Mr. Abdallah himself was shot in the stomach this year. He says that before Sheikh Thamir was killed, he heard of a meeting of insurgents where they decided to cross the river to stage attacks. It is not easy terrain, and has always been an AQI ratline.
"We were up there constantly, but once you get along the river, you could have checkpoints every five feet, and still they would get across, especially at night," says 1st Lt. Andrew Van Den Hoek, whose platoon of the 4th Squadron, 2nd Stryker Cavalry Regiment worked extensively in the area for half a year. "This is one of the downsides of autonomy. We don't always receive word when they are going to do an operation."

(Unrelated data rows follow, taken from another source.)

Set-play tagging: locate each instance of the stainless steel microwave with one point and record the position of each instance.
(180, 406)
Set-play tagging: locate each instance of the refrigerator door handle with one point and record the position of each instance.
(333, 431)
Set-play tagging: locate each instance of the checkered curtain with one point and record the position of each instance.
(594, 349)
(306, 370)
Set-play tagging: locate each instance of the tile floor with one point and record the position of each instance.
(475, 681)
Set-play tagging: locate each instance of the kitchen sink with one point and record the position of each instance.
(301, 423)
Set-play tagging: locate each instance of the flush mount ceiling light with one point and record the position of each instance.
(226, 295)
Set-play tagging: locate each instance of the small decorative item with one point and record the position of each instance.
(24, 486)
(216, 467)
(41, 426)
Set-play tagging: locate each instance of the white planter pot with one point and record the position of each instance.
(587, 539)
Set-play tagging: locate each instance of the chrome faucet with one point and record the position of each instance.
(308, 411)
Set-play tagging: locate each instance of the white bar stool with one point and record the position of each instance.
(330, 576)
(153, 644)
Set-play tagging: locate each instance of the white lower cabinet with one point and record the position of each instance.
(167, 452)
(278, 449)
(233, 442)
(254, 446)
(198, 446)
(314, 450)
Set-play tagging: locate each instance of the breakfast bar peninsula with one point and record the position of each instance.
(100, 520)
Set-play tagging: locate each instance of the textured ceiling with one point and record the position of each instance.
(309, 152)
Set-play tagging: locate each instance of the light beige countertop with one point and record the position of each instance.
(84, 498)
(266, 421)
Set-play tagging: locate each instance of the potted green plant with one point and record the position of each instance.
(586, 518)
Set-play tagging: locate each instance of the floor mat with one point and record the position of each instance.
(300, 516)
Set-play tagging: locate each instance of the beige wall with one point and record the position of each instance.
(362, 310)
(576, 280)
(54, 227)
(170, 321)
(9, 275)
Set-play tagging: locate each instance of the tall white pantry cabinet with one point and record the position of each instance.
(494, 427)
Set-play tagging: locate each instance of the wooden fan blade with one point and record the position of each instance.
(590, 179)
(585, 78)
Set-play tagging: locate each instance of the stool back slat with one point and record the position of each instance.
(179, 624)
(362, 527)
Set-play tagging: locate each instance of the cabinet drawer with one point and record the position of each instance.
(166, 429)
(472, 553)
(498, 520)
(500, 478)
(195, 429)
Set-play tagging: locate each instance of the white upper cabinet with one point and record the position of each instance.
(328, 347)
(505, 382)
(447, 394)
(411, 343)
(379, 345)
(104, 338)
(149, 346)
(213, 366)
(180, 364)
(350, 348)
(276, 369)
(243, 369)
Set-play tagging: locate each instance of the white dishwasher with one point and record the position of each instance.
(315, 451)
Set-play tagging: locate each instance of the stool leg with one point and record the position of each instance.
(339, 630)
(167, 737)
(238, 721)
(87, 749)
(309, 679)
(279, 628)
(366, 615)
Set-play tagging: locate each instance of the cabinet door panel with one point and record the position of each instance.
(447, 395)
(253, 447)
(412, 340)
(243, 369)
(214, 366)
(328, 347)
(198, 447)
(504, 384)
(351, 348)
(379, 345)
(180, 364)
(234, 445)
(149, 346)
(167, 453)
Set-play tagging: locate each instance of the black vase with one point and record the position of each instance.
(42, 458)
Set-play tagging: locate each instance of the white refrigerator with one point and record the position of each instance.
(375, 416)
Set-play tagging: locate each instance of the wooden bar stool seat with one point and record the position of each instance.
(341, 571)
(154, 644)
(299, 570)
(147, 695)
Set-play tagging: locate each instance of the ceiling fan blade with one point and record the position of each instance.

But the ambush caused village elders to recommit themselves to the SOI; one man offered to find another 100 young men to join. "And the ambush really forced the Iraqi Army to get in where they were legitimately needed," says Lt. Van Den Hoek.
"We were concerned about the willingness of the SOI to continue working. I would understand if they would be deterred," says Van Den Hoek. "What they can't fathom is having AQI back in there. If they can do an atrocity like this, they can't live with them."
These villagers have been both helped and hurt by the flood of new Iraqi soldiers and police, which mounted their own "surge" starting last July, with 21,000 police already in Diyala and 12,000 Iraqi Army troops moving in. Though the "Glad Tidings of Benevolence" offensive has had sectarian overtones – Sunnis were primary targets of arrest—the extra forces are keeping Dulaim stable.
Newly fortified camp
Evidence of help is the new fortified camp on the northeast corner of Dulaim, where the Iraqi Army has dug in at a house beside the irrigation canal. That is just one of seven Iraqi Army checkpoints in the district, added to those of the SOI.
In Dulaim, Lt. Col. Saman Kadir, commander of the Iraqi Army battalion clearing the area, leans over a map with Lt. T.J. Rodebaugh, the US platoon leader whose area now included the village.
"Everywhere in this area is safety. This one I am searching now," says Lt. Col. Kadir, an ethnic Kurd. An aide brings a list of old hardware discovered in several weapons caches. Piled outside, it's mostly rusty, but still a haul.
"Terrorists are crossing the river with boats; they come across as civilians, without weapons, then use these weapons," says Kadir. The commander says the Iraqi Army is now clearing this area because of the ambush, and also because of "some gap" in Iraqi deployments.
US officers say a confused reorganization of Iraqi brigades in September helped open a window for the Dulaim attack. "With that amount of change all in one area, the IA [Iraqi Army] was not getting settled into outlying areas like Dulaim," says Sgt. First Class Carl Lewis.
Another factor, Iraqis and Americans say, may be the success of the SOI in Dulaim and recent clearing operations. "I think it's a reaction," says Maj. Tim Hunt, the US Army liaison to the provincial governor. "They are saying: 'You did all this work, and there is still not security.' And this is a problem and … the challenge."
The Dulaim strike "was a flash in the pan – it didn't change anything," says Major Hunt. "It just proved that they are not gone."
"At some point there is a level of normal violence," says Lt. Col. D.A. Sims, noting that American cities like Seattle also have a typical number of incidences such as murders. "In Diyala, we're not at an acceptable level of violence, but it's getting close."
And other issues have been at play. Sheikh Thamir was known to be trying to establish a new Baath Party. And he had been accused of taking a "sheikh's cut" from the summer, when less funding meant either cutting numbers or reducing salaries from $350 per month.
Van Den Hoek was investigating those charges at the time of the ambush, but says Thamir "kept perfect records," worked hard, and that most were "very happy with him." "Despite concerns, he was the one who brought [this] area back from Al Qaeda," says Van Den Hoek. "That can't be negated."